NASA's Hubble Space Telescope Captures Image Of Mars-Bound Comet Sprouting Jets Of Dust

  @KukilBora on March 28 2014 6:59 AM
sidingspring-comet
The orbit of comet C/2013 A1 Siding Spring swings around the sun in 2014. NASA/JPL-Caltech

NASA, on Thursday, released an image of a comet that is expected to pass within 84,000 miles of Mars -- less than half the distance between Earth and the moon -- on Oct. 19, and the finding could help scientists determine potential hazards to spacecraft in the vicinity of the red planet. The average distance from Earth to the moon is about 238,855 miles.

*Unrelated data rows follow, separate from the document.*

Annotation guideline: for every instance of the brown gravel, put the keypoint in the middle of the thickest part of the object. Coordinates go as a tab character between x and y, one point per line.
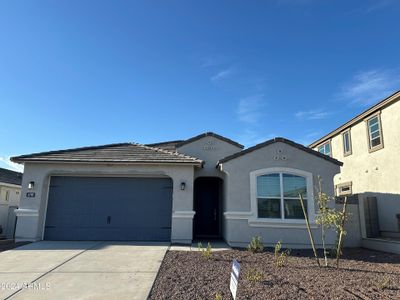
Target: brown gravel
363	274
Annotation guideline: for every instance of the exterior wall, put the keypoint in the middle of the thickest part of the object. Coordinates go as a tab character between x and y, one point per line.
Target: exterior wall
210	150
32	211
374	173
13	200
239	218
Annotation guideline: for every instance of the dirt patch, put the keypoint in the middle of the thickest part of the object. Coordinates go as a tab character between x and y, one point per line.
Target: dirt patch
363	274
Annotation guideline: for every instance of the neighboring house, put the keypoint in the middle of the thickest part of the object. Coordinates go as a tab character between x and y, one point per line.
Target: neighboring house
203	187
369	147
10	193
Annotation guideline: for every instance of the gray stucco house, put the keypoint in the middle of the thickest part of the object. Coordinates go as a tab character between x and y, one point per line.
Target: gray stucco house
203	187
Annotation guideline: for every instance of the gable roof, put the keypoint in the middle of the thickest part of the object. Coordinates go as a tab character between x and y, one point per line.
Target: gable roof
112	153
282	140
217	136
380	105
12	177
168	145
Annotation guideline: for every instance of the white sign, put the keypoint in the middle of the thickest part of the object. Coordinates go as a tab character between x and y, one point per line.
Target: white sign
234	277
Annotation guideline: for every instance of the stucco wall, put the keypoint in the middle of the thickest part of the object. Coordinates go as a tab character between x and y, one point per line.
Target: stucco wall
376	173
13	200
210	150
238	227
31	214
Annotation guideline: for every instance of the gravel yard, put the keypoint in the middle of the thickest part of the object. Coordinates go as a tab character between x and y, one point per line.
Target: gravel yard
363	274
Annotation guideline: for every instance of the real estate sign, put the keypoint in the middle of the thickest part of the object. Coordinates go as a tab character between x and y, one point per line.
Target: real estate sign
234	277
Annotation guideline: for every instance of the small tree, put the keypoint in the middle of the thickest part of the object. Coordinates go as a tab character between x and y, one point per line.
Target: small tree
327	217
341	231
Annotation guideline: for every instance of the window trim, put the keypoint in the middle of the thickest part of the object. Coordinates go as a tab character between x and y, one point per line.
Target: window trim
330	148
255	220
380	146
348	131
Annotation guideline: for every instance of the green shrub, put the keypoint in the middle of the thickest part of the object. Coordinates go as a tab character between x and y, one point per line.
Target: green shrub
256	245
253	275
205	252
280	256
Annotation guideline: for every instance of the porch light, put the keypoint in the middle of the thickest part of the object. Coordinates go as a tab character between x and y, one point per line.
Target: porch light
183	186
31	185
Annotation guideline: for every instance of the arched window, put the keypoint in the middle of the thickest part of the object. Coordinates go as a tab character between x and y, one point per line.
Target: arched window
275	194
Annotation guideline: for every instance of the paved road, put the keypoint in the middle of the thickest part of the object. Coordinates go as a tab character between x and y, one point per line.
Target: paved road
80	270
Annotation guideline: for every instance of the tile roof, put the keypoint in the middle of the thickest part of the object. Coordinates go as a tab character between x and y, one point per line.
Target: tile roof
168	145
217	136
282	140
12	177
112	153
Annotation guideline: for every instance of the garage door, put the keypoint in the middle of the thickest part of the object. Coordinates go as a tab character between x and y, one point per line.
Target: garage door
109	208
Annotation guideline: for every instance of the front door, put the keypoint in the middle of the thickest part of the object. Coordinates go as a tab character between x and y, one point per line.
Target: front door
207	196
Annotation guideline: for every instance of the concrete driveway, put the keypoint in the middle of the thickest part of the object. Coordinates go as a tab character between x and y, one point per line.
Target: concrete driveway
80	270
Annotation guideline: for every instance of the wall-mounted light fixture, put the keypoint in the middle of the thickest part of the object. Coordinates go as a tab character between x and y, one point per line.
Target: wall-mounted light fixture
183	186
31	185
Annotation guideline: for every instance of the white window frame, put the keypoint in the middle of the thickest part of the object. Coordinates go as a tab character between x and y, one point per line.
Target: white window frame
323	145
350	151
369	134
256	221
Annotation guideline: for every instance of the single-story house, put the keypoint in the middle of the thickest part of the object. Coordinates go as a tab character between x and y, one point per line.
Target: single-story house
205	187
10	193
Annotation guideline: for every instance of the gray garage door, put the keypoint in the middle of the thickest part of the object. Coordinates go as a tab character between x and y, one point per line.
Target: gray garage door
109	208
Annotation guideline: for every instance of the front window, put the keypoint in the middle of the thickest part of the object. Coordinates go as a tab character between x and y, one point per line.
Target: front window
346	143
374	132
278	196
325	149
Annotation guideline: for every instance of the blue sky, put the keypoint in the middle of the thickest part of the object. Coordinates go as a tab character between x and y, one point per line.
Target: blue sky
79	73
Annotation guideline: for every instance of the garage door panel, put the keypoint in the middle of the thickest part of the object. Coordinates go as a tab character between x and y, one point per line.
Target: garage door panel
104	208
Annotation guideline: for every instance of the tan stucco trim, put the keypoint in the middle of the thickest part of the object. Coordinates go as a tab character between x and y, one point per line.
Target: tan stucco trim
330	147
381	145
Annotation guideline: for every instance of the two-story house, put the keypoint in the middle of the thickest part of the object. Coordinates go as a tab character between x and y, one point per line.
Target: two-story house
369	147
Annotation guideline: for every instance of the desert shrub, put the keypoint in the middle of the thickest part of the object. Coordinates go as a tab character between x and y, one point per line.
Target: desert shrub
256	245
385	283
280	256
205	252
254	275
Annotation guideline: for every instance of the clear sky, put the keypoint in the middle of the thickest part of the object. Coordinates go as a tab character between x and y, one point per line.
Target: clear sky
80	73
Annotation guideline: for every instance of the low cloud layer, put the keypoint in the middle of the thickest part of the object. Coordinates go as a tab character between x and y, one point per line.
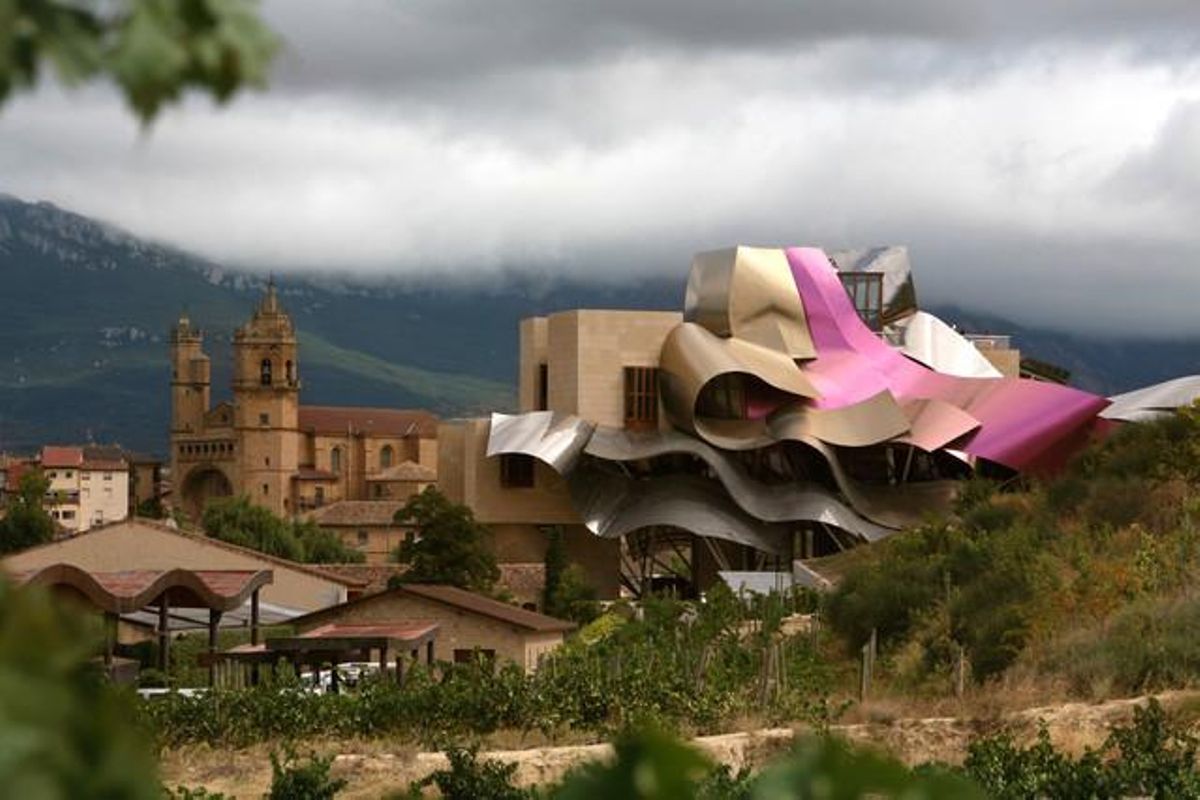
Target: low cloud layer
1039	162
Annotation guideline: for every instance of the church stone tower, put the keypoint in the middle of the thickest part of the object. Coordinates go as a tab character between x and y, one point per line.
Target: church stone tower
190	378
267	404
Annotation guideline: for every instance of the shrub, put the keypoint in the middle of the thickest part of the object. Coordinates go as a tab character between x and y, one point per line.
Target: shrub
64	729
468	779
1151	757
291	780
1147	645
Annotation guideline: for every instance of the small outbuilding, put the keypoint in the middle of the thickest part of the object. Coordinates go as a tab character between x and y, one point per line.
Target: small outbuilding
468	623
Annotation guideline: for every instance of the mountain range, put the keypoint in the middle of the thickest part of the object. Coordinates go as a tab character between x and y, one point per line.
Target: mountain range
85	310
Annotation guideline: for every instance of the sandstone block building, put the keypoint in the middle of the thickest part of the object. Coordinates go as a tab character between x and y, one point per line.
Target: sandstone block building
264	444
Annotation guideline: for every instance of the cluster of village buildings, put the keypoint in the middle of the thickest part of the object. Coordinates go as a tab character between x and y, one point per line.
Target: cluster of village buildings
349	470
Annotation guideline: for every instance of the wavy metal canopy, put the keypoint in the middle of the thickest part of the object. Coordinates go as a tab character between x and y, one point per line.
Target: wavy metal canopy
772	350
555	439
1156	401
801	500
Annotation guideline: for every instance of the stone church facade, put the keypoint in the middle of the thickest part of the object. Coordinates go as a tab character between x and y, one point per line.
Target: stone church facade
264	444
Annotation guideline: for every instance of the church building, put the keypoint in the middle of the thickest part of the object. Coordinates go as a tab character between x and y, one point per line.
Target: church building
264	444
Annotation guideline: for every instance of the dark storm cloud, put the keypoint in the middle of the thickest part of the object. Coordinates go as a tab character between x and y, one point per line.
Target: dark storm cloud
1038	157
425	44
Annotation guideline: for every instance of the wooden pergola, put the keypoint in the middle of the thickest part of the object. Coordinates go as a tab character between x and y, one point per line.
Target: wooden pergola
341	643
135	590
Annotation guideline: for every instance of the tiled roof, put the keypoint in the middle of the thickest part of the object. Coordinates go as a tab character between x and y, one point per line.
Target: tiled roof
209	541
406	631
469	601
358	512
54	456
406	470
133	589
340	420
460	599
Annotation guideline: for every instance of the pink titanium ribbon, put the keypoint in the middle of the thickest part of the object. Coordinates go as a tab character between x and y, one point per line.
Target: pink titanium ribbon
1024	423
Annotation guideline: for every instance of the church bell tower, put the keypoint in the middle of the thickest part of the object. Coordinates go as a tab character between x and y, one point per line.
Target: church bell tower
267	403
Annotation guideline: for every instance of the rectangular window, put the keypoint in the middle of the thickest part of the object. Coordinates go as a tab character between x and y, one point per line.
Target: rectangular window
543	400
641	397
516	470
467	656
865	290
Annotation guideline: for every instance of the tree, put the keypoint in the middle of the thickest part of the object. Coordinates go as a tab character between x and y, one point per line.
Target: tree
324	546
66	732
153	49
450	547
25	522
240	522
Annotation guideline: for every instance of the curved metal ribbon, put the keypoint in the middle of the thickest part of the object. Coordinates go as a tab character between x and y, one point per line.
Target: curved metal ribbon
1155	401
555	439
781	503
747	293
613	505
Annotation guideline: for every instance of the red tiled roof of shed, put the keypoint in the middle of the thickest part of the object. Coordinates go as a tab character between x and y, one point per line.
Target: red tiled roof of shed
54	456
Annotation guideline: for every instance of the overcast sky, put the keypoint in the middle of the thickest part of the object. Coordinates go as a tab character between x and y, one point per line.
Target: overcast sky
1039	157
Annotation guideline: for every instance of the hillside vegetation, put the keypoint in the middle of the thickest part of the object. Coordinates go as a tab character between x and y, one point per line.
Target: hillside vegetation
1083	584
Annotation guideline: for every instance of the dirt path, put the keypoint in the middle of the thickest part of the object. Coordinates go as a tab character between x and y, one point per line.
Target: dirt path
376	769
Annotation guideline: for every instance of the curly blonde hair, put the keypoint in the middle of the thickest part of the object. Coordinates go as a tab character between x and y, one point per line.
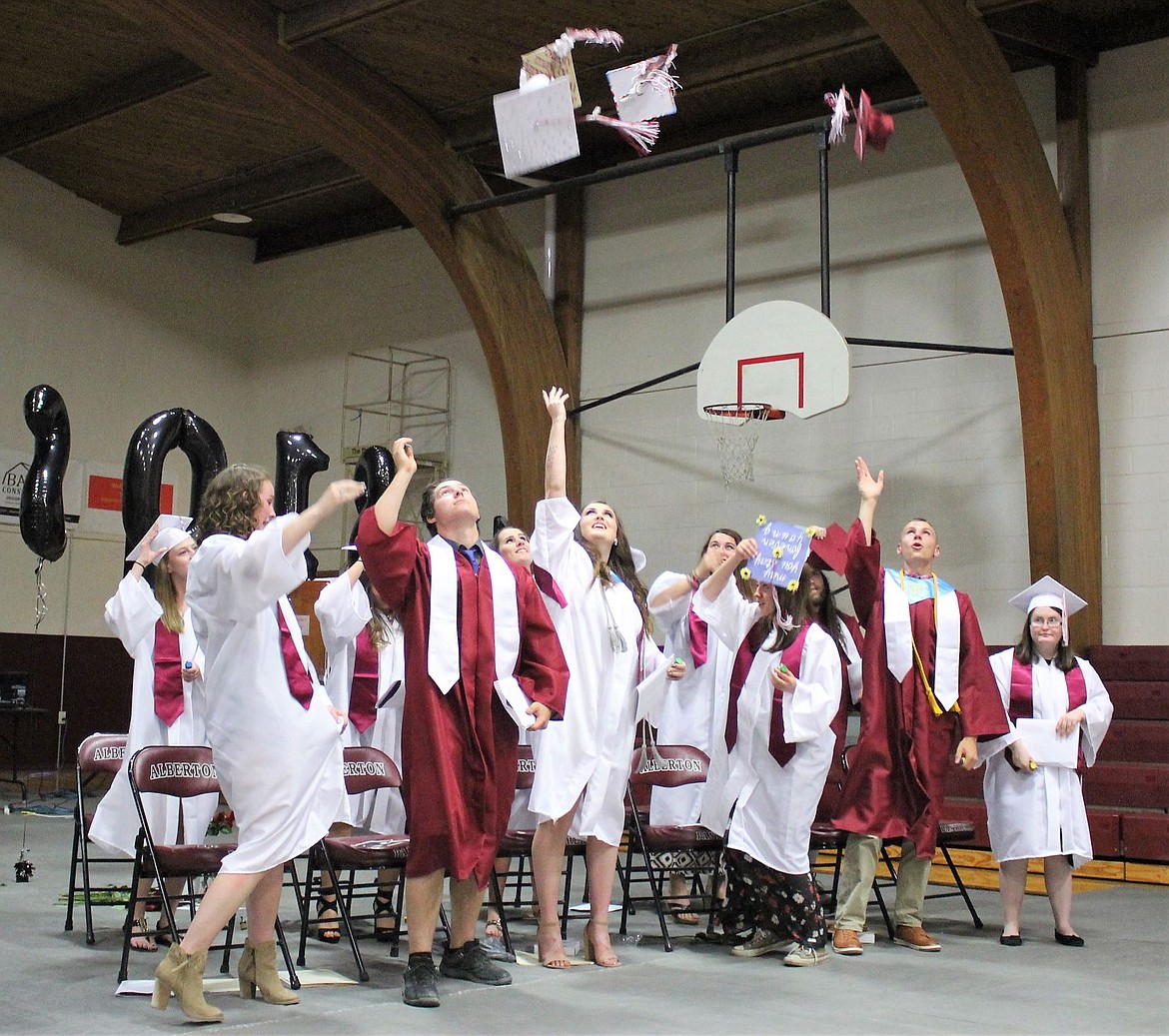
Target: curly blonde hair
231	500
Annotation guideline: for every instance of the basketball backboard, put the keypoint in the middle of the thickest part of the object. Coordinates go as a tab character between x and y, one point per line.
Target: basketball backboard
783	356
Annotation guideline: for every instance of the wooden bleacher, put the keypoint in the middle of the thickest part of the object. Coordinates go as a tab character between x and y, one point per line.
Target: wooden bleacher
1126	793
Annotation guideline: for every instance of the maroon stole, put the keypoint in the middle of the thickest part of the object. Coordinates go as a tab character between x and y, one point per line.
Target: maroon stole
699	648
364	688
300	685
1023	705
779	747
167	674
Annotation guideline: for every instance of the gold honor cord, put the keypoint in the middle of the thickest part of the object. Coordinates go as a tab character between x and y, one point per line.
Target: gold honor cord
921	669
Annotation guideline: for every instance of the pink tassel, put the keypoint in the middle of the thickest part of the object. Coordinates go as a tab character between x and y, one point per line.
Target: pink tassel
839	104
657	73
639	136
602	38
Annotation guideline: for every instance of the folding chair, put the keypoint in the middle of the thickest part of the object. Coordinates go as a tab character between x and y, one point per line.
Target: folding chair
949	832
98	754
517	846
666	848
184	772
366	769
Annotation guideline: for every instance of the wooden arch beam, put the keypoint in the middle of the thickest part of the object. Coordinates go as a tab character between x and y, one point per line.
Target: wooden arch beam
962	74
378	131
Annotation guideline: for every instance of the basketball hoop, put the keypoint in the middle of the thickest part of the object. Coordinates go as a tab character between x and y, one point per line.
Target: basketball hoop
736	427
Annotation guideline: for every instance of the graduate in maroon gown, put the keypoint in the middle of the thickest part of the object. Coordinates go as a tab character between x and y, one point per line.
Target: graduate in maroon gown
928	697
469	623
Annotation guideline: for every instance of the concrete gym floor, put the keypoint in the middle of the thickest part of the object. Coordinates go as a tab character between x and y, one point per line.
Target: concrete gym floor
53	982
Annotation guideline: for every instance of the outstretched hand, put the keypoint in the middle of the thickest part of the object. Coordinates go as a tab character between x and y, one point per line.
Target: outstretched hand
870	488
556	402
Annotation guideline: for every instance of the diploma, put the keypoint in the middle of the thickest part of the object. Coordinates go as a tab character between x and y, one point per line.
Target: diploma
1046	747
516	701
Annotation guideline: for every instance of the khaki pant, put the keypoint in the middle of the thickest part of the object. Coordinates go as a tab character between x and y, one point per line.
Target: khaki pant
860	856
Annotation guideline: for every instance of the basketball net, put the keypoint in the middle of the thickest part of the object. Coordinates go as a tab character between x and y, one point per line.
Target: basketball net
736	427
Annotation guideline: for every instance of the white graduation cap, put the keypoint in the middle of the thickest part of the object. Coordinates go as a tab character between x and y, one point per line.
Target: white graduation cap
537	128
1050	592
172	530
644	90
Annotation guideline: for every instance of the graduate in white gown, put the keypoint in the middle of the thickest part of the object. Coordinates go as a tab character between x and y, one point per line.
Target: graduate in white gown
274	732
583	762
694	711
364	676
1035	808
166	704
781	748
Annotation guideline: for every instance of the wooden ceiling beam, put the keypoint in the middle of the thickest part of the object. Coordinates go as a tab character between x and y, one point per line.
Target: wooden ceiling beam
249	196
380	132
329	16
137	88
329	231
970	90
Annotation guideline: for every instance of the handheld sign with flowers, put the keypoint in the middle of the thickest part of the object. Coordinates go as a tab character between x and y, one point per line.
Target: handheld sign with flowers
782	550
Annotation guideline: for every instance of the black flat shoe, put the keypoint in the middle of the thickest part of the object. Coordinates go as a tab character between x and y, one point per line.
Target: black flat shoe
329	928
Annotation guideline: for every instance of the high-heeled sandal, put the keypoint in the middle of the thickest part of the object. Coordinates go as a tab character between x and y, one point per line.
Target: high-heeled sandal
553	954
332	934
144	938
384	910
609	960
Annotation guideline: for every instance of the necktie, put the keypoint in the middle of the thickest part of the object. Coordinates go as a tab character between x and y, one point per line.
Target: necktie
549	585
300	685
698	645
474	555
167	674
364	688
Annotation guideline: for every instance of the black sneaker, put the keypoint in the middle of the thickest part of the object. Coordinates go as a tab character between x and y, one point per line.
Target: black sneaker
420	983
473	964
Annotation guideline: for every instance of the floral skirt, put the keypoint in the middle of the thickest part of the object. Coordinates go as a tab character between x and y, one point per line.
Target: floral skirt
758	897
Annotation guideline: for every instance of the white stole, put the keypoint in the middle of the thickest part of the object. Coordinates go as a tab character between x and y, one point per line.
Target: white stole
899	636
442	640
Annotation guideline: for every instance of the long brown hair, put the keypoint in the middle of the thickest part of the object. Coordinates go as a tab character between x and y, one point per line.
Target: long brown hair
792	603
619	563
1025	651
165	594
229	502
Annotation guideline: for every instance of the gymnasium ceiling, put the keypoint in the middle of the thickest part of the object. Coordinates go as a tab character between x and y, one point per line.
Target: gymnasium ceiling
107	108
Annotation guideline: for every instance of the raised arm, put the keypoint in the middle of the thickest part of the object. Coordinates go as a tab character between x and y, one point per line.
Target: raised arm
870	493
390	506
556	476
332	500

Hubble also observed the comet, called comet C/2013 A1 or Siding Spring, on Jan. 21 as Earth was crossing its orbital plane, which is the path the comet takes as it orbits the sun. This positioning of the two bodies allowed astronomers to determine the speed of the dust coming off the comet’s nucleus.

“This is critical information that we need to determine whether, and to what degree, dust grains in the coma of the comet will impact Mars and spacecraft in the vicinity of Mars,” Jian-Yang Li of the Planetary Science Institute in Tucson, Ariz., said in a statement.

Check out the two images here:

comet-Siding-Spring The images above show -- before and after filtering -- comet C/2013 A1, also known as Siding Spring, as captured by Wide Field Camera 3 on NASA's Hubble Space Telescope.  NASA, ESA, and J.-Y. Li (Planetary Science Institute)

The image on the left, captured on March 11, shows Siding Spring at a distance of 353 million miles from Earth. However, Hubble cannot see the comet’s icy nucleus, because of its diminutive size. In addition, the nucleus is also surrounded by a glowing dust cloud, or coma, which measures about 12,000 miles across.

The right image shows the comet after the image was processed to remove the hazy glow of the coma, revealing what appear to be two jets of dust coming off the nucleus in opposite directions. According to NASA, this observation would allow astronomers to measure the direction of the nucleus’s pole and its axis of rotation.

Siding Spring was discovered on Jan. 3, 2013 by Robert H. McNaught at Australia’s Siding Spring Observatory. The comet is expected to make its closest approach to the sun on Oct. 25, at a distance of 130 million miles. The comet is not expected to become bright enough to be seen by the naked eye, astronomers said.